Чтобы не пропустить ничего интересного, Рост расположился в кресле
второго пилота. На недоуменные взгляды Бабурина не отвечал, зато
старательно, как только мог, помогал в работе рычагами и заслужил поощрение.
Когда заходили из степи на первую базу пернатых летунов, носатый вполне
дружественно пробурчал:
- Учил он тебя неплохо. Еще пару-тройку месяцев, и выйдет из тебя
недурной пилот.
- Слушай, а из чего это ОВ сделали?
- Я слышал, якобы на основе иприта. Вот только не знаю, зачем он хранился
на химзаводе. Конечно, с какими-то удобрениями смешали... Но как ни
смешивай, а сырье все равно кончилось. Эти десять бочек - последний продукт,
оставшийся с Земли. Больше не будет, если сами тут чего-нибудь стоящего не
найдем.
- Сколько оно остается в действии?
- При такой погоде, может быть, неделю. Если бы зимой применяли, месяца
два. Все, хорош трепаться. Натягивай противогаз.
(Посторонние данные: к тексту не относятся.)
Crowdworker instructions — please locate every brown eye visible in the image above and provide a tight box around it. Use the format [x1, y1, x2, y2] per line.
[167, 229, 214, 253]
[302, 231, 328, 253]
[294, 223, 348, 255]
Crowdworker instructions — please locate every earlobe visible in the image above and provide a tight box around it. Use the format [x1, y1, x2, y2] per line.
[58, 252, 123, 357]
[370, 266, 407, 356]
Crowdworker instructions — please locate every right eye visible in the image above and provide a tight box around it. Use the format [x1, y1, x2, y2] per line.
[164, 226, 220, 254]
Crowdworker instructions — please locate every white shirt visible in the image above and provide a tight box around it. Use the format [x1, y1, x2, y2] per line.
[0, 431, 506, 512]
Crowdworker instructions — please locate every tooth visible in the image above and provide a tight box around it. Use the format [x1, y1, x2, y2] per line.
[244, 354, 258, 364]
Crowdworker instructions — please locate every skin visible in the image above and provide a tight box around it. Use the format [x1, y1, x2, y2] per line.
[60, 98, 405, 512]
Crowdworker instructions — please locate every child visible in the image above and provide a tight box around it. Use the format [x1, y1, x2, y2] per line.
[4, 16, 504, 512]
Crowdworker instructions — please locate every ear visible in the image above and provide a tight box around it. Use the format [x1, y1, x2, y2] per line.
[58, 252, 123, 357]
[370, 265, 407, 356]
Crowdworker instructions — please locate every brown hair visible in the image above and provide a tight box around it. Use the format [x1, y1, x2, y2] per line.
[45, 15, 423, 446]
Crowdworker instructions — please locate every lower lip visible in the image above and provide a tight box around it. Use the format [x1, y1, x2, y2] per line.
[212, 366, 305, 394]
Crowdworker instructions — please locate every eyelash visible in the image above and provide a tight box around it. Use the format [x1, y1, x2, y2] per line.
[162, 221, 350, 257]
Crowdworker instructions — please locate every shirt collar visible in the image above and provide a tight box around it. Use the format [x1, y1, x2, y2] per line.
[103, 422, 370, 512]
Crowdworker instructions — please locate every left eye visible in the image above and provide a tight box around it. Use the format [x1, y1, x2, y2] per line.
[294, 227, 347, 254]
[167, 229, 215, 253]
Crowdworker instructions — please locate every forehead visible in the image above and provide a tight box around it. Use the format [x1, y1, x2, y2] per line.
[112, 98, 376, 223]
Ростик бросил рычаги, натянул армейский резиновый противогаз, затянул на
голове прорезиненный капюшон химкомплекта и лишь тогда понял, что почти
ничего не видит и едва ли что-либо понимает. К тому же было непонятно, как
отдавать приказы ребятам, работающим на распылителе сзади. Но, оказалось, об
этом уже подумали и проблему решили.
Едва Рост взялся за рычаги, как Бабурин, ловко облачившись одной рукой в
защитное обмундирование, щелкнул каким-то тумблером, и на панели перед
пилотами зажегся голубой сигнал. Вероятно, это значило, что они приступили к
выполнению задачи. Ростик не сомневался, что точно такая же лампочка
загорелась на какой-нибудь панели и сзади, да еще не в одном экземпляре, а
перед каждым, кто там находился, даже перед гребцами, не говоря уже о
ребятах, таскающих бочки с отравой.
Потом в самом начале уже виденной сегодня ночью Ростиком полосы костров
на земле, обозначающих первое, большее по численности скопление летающих
страусов, Бабурин включил зеленую лампочку. И почти тотчас справа и слева
послышался слабый свистящий звук. Он был такой негромкий, что стоило Ростику
неаккуратно дернуться, как скрип резины по дерматиновой поверхности
пилотского кресла тут же заглушил его. Потом этот свист стал вообще
неуловимым, потом пропал, а еще через несколько секунд на панели погасла
зеленая лампа и загорелась красная.
Бабурин тут же стал ворочать рычагами, останавливая на всем скаку лодку и
даже входя задом в уже обработанную зону, Ростик почувствовал, что они
зависли не просто так, а в ядовитом облаке, по резкому запаху, появившемуся
в противогазе.
Но, помимо запаха, больше ничего страшного с ним не произошло. Этим
воздухом все-таки можно было дышать, оставаясь в живых...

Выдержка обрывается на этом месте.